O desfile compôs uma das diversas ações governamentais de ameaça à confirmação do voto eletrônico pela Câmara Federal, consolidado em nossa democracia desde as eleições municipais de 1996. Uma magnânima obra democrática brasileira que superou o voto em papel, motivo de grandes fraudes eleitorais desde tempos imemoriais. E eis novamente o soldado trazido à baila, de forma farsesca, apresentando-se em seu agir político partidário como um defensor da ordem democrática, ao querer impor sua autoridade imperativa, quando na verdade se apresenta como sua grande ameaça.

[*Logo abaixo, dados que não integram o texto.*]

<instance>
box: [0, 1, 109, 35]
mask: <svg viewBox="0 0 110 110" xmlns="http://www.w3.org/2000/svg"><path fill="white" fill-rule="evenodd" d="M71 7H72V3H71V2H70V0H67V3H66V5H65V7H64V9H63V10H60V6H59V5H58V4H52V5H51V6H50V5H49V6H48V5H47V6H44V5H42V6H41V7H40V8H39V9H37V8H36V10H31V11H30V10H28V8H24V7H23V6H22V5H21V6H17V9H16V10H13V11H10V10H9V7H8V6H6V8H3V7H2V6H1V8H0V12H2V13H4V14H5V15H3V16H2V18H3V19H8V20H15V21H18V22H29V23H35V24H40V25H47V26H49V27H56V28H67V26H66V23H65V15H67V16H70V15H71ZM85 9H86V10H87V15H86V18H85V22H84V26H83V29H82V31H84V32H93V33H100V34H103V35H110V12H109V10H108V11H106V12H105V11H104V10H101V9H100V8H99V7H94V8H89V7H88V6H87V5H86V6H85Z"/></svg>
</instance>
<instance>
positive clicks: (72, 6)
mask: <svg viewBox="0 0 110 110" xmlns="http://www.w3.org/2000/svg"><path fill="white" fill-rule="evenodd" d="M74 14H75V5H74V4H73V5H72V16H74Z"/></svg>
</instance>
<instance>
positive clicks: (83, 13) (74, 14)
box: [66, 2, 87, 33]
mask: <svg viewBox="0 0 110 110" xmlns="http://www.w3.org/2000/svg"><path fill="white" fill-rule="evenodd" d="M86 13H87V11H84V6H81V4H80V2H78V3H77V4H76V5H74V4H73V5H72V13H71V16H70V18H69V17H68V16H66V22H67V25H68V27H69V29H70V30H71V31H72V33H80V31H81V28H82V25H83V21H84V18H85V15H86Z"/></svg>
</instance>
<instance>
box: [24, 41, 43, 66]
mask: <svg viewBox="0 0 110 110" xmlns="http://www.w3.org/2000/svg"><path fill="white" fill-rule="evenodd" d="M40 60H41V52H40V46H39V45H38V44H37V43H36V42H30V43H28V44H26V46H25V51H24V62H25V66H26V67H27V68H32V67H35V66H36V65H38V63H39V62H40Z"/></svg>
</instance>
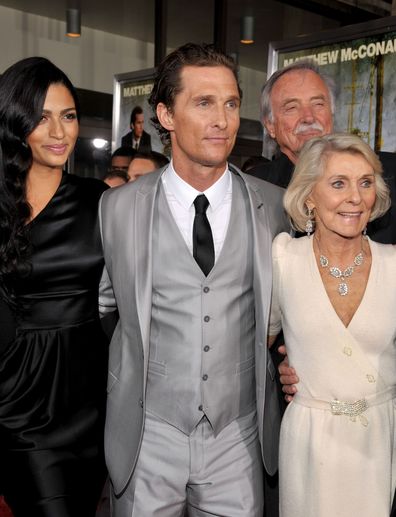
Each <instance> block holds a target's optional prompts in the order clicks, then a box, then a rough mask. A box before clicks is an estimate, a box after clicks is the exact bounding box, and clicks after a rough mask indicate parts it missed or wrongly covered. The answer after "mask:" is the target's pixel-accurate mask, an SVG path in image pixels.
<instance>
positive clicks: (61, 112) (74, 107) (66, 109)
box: [43, 106, 76, 115]
mask: <svg viewBox="0 0 396 517" xmlns="http://www.w3.org/2000/svg"><path fill="white" fill-rule="evenodd" d="M69 111H76V108H75V106H73V107H72V108H65V109H64V110H62V111H61V115H65V114H66V113H68V112H69ZM43 113H45V114H46V115H50V114H51V113H52V111H51V110H46V109H43Z"/></svg>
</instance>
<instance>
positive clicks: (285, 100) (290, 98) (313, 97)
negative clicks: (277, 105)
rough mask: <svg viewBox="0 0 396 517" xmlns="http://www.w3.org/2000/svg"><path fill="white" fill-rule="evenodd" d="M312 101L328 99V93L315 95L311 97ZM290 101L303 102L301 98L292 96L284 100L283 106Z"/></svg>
mask: <svg viewBox="0 0 396 517" xmlns="http://www.w3.org/2000/svg"><path fill="white" fill-rule="evenodd" d="M309 100H310V101H316V100H327V98H326V95H324V94H323V95H322V94H321V95H314V96H313V97H310V98H309ZM290 102H301V99H299V98H298V97H291V98H289V99H285V100H284V101H283V106H286V104H289V103H290Z"/></svg>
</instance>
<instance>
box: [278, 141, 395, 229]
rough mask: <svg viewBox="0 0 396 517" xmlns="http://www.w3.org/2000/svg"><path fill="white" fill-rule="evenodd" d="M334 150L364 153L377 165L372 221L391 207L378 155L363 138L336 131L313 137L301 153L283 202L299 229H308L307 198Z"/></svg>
mask: <svg viewBox="0 0 396 517" xmlns="http://www.w3.org/2000/svg"><path fill="white" fill-rule="evenodd" d="M334 153H351V154H355V155H359V156H362V157H363V158H364V159H365V160H366V161H367V162H368V163H369V164H370V166H371V167H372V168H373V171H374V180H375V187H376V199H375V204H374V207H373V209H372V211H371V214H370V221H373V220H374V219H377V218H378V217H381V216H382V215H384V214H385V212H387V210H388V209H389V207H390V204H391V201H390V196H389V189H388V187H387V185H386V184H385V181H384V179H383V177H382V165H381V162H380V160H379V158H378V156H377V155H376V154H375V153H374V151H373V150H372V149H371V147H370V146H369V145H368V144H366V143H365V142H363V140H362V139H361V138H360V137H358V136H356V135H350V134H347V133H333V134H330V135H325V136H322V137H318V138H313V139H311V140H309V141H308V142H306V143H305V144H304V146H303V148H302V150H301V152H300V155H299V158H298V160H297V164H296V168H295V169H294V173H293V176H292V179H291V181H290V184H289V186H288V188H287V190H286V192H285V196H284V198H283V205H284V207H285V210H286V212H287V214H288V215H289V218H290V221H291V224H292V226H293V228H294V229H295V230H298V231H302V232H304V231H305V225H306V222H307V220H308V219H309V217H308V208H307V205H306V201H307V199H308V198H309V196H310V194H311V193H312V190H313V188H314V186H315V184H316V182H317V181H318V180H319V179H320V177H321V176H322V174H323V173H324V169H325V167H326V163H327V160H328V158H329V157H330V156H331V155H332V154H334Z"/></svg>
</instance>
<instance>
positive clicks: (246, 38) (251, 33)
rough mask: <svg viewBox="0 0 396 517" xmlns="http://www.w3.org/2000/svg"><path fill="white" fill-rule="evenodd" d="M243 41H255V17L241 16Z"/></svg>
mask: <svg viewBox="0 0 396 517" xmlns="http://www.w3.org/2000/svg"><path fill="white" fill-rule="evenodd" d="M240 41H241V43H244V44H245V45H249V44H250V43H254V17H253V16H244V17H243V18H241V40H240Z"/></svg>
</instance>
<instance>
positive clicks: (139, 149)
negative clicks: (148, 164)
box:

A tarefa do próximo presidente eleito, juntamente com o Congresso nacional, situa-se no movimento político-jurídico de pleno retorno do Brasil à democracia. Isto implica uma ampla e profunda revisão constitucional do papel das Forças Armadas, proibindo terminantemente a sua intervenção na segurança do interior do Estado brasileiro; distinguindo claramente a defesa nacional contra a ameaça externa, papel das Forças Armadas, como um âmbito organizacional-funcional diferente da segurança interior; impedindo a intervenção operativa e de inteligência das Forças Armadas em assuntos circunscritos a este âmbito; repudiando energicamente toda forma de violência que quebre a convivência democrática dos brasileiros; ratificando de forma pétrea o poder civil na vigência plena das instituições democráticas.